The 1999-2001 era of “Boy-Bands and the Subversively Sexual Femme Pop Star” is a recent past that is near forgotten. Not just because a self-induced amnesia prevents us from reminiscing about bungee pants and blond highlights, but also, because the very provocateurs of this era have either moved on or moved on out. Some aged beyond the point of irony (The Backstreet Boys), others faded into semi-obscurity (but you’re still cute, Mandy), and the great one self-destructed (at least she has hair again now). Justin Timberlake is the only true survivor of The Mickey Mouse Club, because he teamed up with the right producer, Timbaland, at the right time and became an unlikely tastemaker.
The most interesting person of this crowd, however, is the historically less popular, comparably less attractive singer, the one we defended for having an “unbelievable voice” — Christina Aguilera. She is the only one who has successfully remained in music trend limbo for the last eight years, rising with each fad and ebbing helplessly with its decline.
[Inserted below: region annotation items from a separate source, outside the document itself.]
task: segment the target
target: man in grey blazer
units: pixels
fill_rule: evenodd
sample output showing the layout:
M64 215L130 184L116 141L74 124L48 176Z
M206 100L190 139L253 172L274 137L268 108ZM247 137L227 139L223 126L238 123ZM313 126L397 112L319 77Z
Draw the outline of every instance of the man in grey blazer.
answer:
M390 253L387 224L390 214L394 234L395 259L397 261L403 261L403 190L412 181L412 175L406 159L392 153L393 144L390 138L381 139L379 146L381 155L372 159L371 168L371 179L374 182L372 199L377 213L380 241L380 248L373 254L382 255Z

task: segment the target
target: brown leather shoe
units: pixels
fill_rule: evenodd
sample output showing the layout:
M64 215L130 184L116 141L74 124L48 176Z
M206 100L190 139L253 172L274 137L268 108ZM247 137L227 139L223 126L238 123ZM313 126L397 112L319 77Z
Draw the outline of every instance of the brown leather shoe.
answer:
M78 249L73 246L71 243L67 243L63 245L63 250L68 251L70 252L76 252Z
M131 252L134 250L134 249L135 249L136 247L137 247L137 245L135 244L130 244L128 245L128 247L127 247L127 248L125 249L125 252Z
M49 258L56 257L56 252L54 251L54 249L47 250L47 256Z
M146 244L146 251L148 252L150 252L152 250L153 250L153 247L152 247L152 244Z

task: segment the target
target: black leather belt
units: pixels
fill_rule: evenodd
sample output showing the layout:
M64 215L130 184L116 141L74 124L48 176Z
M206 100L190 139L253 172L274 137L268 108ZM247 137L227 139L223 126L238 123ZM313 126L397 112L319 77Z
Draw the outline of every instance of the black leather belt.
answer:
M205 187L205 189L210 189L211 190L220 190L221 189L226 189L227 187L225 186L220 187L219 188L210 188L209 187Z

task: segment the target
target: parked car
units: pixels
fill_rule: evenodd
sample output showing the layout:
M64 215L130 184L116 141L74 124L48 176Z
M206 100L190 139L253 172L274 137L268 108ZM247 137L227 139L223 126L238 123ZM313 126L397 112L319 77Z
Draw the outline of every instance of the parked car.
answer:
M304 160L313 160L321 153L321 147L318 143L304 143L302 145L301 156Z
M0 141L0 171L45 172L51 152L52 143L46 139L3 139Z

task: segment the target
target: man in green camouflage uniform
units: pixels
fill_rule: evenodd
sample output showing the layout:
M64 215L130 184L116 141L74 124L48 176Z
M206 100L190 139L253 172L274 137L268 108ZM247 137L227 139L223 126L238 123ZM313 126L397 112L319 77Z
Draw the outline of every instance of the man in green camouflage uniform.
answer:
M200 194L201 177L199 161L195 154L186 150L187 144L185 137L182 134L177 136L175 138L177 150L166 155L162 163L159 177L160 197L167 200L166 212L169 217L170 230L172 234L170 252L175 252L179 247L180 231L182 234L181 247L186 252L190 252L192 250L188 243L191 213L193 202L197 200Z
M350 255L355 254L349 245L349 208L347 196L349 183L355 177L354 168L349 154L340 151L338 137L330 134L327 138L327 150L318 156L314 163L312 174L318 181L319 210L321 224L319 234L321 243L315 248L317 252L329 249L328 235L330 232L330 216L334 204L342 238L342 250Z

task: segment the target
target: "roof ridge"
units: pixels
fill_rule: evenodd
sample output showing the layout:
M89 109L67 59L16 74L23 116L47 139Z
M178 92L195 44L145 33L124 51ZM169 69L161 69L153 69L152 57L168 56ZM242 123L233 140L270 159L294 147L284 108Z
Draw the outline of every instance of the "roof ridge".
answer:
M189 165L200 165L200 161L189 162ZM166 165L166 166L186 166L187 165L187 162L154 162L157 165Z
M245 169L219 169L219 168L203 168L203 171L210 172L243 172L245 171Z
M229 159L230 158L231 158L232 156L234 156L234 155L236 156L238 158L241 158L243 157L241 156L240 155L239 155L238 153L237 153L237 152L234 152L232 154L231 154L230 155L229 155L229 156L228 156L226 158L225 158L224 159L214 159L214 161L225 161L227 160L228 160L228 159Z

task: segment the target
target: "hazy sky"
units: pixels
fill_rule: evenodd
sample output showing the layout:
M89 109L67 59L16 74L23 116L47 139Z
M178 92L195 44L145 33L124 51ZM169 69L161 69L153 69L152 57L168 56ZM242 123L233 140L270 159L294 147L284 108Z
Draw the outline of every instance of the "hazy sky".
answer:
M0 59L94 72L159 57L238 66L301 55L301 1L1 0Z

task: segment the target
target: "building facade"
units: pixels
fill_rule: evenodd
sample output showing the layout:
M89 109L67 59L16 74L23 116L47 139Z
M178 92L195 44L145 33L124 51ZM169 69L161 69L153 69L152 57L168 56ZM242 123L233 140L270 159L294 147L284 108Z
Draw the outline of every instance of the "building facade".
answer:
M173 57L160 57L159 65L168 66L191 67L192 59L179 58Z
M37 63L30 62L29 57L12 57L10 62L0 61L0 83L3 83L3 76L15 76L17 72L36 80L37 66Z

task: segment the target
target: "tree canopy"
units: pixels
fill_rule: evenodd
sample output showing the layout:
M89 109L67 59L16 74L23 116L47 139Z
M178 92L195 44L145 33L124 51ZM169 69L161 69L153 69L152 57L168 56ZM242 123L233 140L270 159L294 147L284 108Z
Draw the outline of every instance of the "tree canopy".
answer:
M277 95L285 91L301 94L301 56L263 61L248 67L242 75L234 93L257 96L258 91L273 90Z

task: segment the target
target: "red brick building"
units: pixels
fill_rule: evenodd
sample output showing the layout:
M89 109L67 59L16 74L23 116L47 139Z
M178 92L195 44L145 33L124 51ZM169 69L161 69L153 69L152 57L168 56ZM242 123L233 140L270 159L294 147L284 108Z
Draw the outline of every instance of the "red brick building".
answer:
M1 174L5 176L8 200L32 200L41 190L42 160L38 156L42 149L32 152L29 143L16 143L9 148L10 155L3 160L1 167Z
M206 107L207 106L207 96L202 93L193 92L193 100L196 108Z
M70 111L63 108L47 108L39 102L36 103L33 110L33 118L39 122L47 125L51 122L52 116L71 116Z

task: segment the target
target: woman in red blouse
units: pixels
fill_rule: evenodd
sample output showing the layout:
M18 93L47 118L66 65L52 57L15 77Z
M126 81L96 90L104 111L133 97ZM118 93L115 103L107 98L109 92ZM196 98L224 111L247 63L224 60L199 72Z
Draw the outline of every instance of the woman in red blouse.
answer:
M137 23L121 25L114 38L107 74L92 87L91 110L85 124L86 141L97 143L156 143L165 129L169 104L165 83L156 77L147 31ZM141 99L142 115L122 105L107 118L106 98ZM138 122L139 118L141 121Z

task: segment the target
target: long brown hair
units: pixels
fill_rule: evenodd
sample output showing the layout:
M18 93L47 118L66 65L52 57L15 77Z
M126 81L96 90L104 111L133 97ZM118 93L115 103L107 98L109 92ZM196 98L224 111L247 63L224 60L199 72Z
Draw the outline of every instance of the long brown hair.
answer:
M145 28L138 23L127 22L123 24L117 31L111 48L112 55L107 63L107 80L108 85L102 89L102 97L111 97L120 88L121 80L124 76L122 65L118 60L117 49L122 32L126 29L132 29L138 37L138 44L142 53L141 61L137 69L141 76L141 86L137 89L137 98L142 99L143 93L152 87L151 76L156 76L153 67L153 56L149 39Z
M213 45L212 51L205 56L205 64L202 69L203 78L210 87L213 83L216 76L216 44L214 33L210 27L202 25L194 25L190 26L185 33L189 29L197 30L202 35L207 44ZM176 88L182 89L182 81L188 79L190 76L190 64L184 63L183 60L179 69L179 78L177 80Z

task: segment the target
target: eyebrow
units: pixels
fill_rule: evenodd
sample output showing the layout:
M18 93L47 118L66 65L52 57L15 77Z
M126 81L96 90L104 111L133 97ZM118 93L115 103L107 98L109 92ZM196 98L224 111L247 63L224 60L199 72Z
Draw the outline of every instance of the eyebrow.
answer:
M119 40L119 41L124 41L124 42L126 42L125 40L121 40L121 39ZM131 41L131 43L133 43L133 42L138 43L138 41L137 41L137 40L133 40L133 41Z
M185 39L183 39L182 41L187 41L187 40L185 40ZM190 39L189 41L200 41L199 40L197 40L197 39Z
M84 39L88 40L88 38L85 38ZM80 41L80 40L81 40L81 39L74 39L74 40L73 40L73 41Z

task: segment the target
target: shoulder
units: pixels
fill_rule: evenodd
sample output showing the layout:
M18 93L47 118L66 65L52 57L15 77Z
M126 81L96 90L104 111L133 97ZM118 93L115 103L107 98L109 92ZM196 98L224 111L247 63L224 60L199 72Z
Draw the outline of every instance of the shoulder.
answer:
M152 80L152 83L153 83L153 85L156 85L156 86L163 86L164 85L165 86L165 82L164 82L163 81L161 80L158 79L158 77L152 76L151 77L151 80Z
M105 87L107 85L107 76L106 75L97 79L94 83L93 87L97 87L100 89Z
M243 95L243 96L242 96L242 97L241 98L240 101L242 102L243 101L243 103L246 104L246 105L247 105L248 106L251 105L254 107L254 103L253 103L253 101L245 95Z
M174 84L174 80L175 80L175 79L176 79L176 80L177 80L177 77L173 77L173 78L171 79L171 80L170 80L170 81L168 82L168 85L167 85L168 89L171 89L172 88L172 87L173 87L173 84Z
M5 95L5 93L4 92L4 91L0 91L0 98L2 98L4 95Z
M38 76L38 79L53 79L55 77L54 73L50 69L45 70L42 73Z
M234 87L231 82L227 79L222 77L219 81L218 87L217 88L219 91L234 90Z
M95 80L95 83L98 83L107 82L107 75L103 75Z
Unlike Madonna, who set the industry’s trend one pointy breast at a time, Aguilera has been a cautiously calculated follower. She got in “Dirty” in 2002, appearing in a boxing ring with assless chaps to appeal to an aged teeny bopper crowd. Two years later, when the “sexy” image devolved to “slutty” and, subsequently, “trashy,” Aguilera sought reinvention as an edgy pseudo-feminist, rallying behind the inspirational theme of “words can’t bring me down.” Her most recent studio album, 2006′s Back to Basics, saw the artist transmute into a petite Marilyn Monroe during the rise of vintage-chic fashion. Even her greatest hits album, released last year, contained “re-inventions” of her past hits. Yes, “Genie 2.0″ was actually on the album, and no, it did not rub anyone the right way. Not to mention she looked like Lady GaGa on the cover. Did these jumbled career choices really happen in less than a decade? Does she still have a belly-button ring?
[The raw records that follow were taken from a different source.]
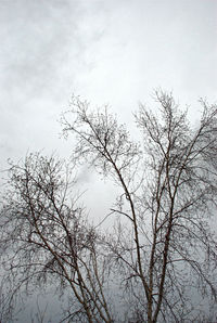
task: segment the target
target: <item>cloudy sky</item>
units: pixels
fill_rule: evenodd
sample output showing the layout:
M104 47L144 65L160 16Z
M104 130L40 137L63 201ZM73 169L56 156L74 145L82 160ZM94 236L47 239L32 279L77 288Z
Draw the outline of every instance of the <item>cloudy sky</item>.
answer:
M215 0L0 0L0 154L60 154L71 94L130 119L154 88L216 100Z
M0 169L68 154L58 119L72 93L125 121L157 87L192 119L199 98L217 102L216 0L0 0Z

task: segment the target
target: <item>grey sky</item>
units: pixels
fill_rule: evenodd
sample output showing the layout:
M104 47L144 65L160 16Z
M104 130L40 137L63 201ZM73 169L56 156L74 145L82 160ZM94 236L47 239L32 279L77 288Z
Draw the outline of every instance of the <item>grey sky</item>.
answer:
M153 88L215 100L217 1L0 0L0 150L64 151L71 93L129 117Z
M72 93L124 120L157 87L193 118L200 96L216 101L216 0L0 0L0 169L27 151L68 155L56 120Z
M214 0L0 0L0 38L1 167L68 152L56 119L73 92L125 119L156 87L216 100Z

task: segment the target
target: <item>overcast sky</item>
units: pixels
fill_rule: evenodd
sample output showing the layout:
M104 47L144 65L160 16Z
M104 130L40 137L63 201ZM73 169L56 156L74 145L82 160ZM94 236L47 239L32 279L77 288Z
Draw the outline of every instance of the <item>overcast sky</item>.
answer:
M195 119L200 96L217 102L216 0L0 0L0 169L68 154L58 119L72 93L124 120L157 87Z
M64 153L71 94L130 118L156 87L216 101L215 0L0 0L0 166ZM195 112L194 112L195 113Z

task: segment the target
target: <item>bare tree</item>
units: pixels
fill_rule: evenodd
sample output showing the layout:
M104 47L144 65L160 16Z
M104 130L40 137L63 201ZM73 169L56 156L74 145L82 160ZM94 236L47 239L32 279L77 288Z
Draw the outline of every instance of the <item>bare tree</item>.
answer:
M217 107L201 101L194 129L170 94L156 91L155 99L158 117L143 105L136 114L142 144L106 107L91 112L79 98L63 115L63 132L77 137L75 160L123 191L112 209L118 225L106 243L126 282L132 321L195 322L202 318L196 301L216 300Z
M156 91L155 100L158 111L141 104L135 115L142 139L133 142L106 106L91 111L73 98L62 117L64 134L76 137L72 164L30 154L24 164L11 165L1 210L2 263L15 292L49 283L65 293L69 307L63 321L212 320L217 107L201 101L201 122L191 127L173 95ZM95 228L71 180L74 165L82 163L118 188ZM102 233L113 216L115 225ZM120 315L114 311L118 296Z
M105 259L72 191L72 171L40 154L11 165L1 210L2 263L14 295L50 283L71 298L67 322L112 322Z

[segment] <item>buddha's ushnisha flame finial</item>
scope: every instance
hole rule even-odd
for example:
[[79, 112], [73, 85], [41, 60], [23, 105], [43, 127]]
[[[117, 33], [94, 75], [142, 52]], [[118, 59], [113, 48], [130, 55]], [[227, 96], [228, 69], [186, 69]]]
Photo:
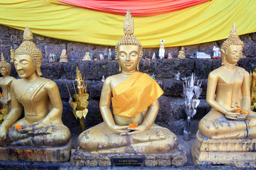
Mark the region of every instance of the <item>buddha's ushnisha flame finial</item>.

In talking about her upcoming album, Rob Lewis, Aguilera’s music director, unintentionally summed up the artist’s entire career one paradoxical sentence: “But I can tell you that what you will see and hear from Christina will be different, original, and probably against the grain: the true form for Christina…always re-creating herself.” Something that is constantly changing is much less a “form” than it is a variant of Play-Doh. This explains why Aguilera describes her upcoming sound as “a very futuristic, robotic sound and computer-sounding vocals.” Maybe she was talking about Kanye West, or T-Pain, or the new Black Eyed-Peas single, or Lil Wayne. And to cater to the great dichotomy between indie music and mainstream pop, Aguilera is reportedly teaming up with the electro-indie groups, Le Tigre, Ladytron, and Goldfrapp.
Aguilera is an artist who has had the unfortunate privilege of pioneering a genre in her teenage years, but, in an effort to “get with the times,” has resigned herself to the flightiness of a politician. With the leading reigns of pop music beyond her reach, Aguilera has surrendered herself to the whims of pop culture. Soon, she will willingly relinquish her most defining trait, the voice, to auto-tune. “I’m experimenting with my voice in ways I’ve never done before, almost like a technical, computer-generated sound, which is different for me because I’m the type of vocalist that just belt.” She almost makes it seem like it’s an accident that, based on her stylistic changes, she is the human wikipedia for music in 2000-2010. At least no one else in the Mickey Mouse Club will be able to do that.